Imagine with us for a moment.
You represent the lower earning spouse whose income is insufficient to fully meet his lifestyle needs. His job is insecure, but not enough to convince the judge to discount it as best evidence of earning capacity. Or, his spouse’s earnings curve is ascending, with the resulting potential for a greater alimony award for your client, if only the alimony determination were made, not now, but later. The presumed durational alimony limit is 7 years, and the potential payor is 15 years shy of social security retirement age. So, your client can play for up to 8 years’ time before his spouse’s retirement age threatens the presumed maximum term.
Do you have your client disclaim alimony at the divorce trial?
Or, you represent the higher earner. She knows her income prospects are rising, and she takes spouse’s griping about job insecurity as a smokescreen for his wish to walk away from a steady but unpleasant occupation. He signals that he is not going to ask for alimony at trial.
Do you demand that your client have the right to begin paying alimony immediately?
Both sound far-fetched, but less so after the Supreme Judicial Court’s (SJC) Snow v. Snow, released, as our old friend Jessica Dubin noted, on a recent snow day in Boston.
In Snow, the SJC decided that alimony durational limits do not begin to run until a judgment that affirmatively orders alimony enters (subject to Holmes exceptions); hence, if a divorce judgment does not include alimony, but alimony orders arise from a subsequent modification judgment, the durational clock does not start until the later judgment.1
In other words, disregard the procedural labels. A modification judgment that initiates alimony is an initial judgment for alimony purposes; so, the plaintiff need not show changed circumstances; and he can still demand the full presumed maximum durational term.

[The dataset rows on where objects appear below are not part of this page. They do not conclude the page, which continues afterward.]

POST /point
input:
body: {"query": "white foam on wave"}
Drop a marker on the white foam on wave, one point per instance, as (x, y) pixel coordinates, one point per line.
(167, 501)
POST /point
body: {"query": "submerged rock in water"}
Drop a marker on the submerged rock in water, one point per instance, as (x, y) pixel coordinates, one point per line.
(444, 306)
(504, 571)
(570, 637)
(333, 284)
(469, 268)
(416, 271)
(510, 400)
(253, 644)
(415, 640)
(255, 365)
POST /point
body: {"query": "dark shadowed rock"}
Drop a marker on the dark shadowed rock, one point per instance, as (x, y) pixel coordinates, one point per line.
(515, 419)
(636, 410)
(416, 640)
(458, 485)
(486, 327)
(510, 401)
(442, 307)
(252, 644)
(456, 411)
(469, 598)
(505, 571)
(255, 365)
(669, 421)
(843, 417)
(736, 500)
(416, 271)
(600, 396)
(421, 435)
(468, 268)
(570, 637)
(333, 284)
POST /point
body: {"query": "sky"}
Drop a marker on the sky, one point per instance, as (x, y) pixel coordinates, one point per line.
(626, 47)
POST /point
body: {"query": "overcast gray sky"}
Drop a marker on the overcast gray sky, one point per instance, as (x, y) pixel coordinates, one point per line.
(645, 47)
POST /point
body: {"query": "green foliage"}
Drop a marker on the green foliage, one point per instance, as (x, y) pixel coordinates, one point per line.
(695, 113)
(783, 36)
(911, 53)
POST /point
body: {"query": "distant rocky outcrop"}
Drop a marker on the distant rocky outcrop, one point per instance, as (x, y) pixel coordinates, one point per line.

We could quibble about the substance of the decision itself. Do you think that the legislature intended this result when M.G.L., ch. 208, §53(g) (if child support alone, or unallocated support is ordered at divorce, the durational clock on alimony runs from that judgment, despite the absence of alimony orders) dictates the opposite?
But, to us, the counterintuitive incentives that Snow sets up are more interesting.
When was the last time that you advised a client to demand the privilege of paying alimony when tax leverage was not at stake? Or, to decline it when it is there for the taking?
And either client’s likely reply?
“What are you nuts?”
Maybe not after this particular Snow day.
1Query whether this new rule would apply to a merging separation agreement that actually recites that the parties are waiving past and present, but not future, alimony.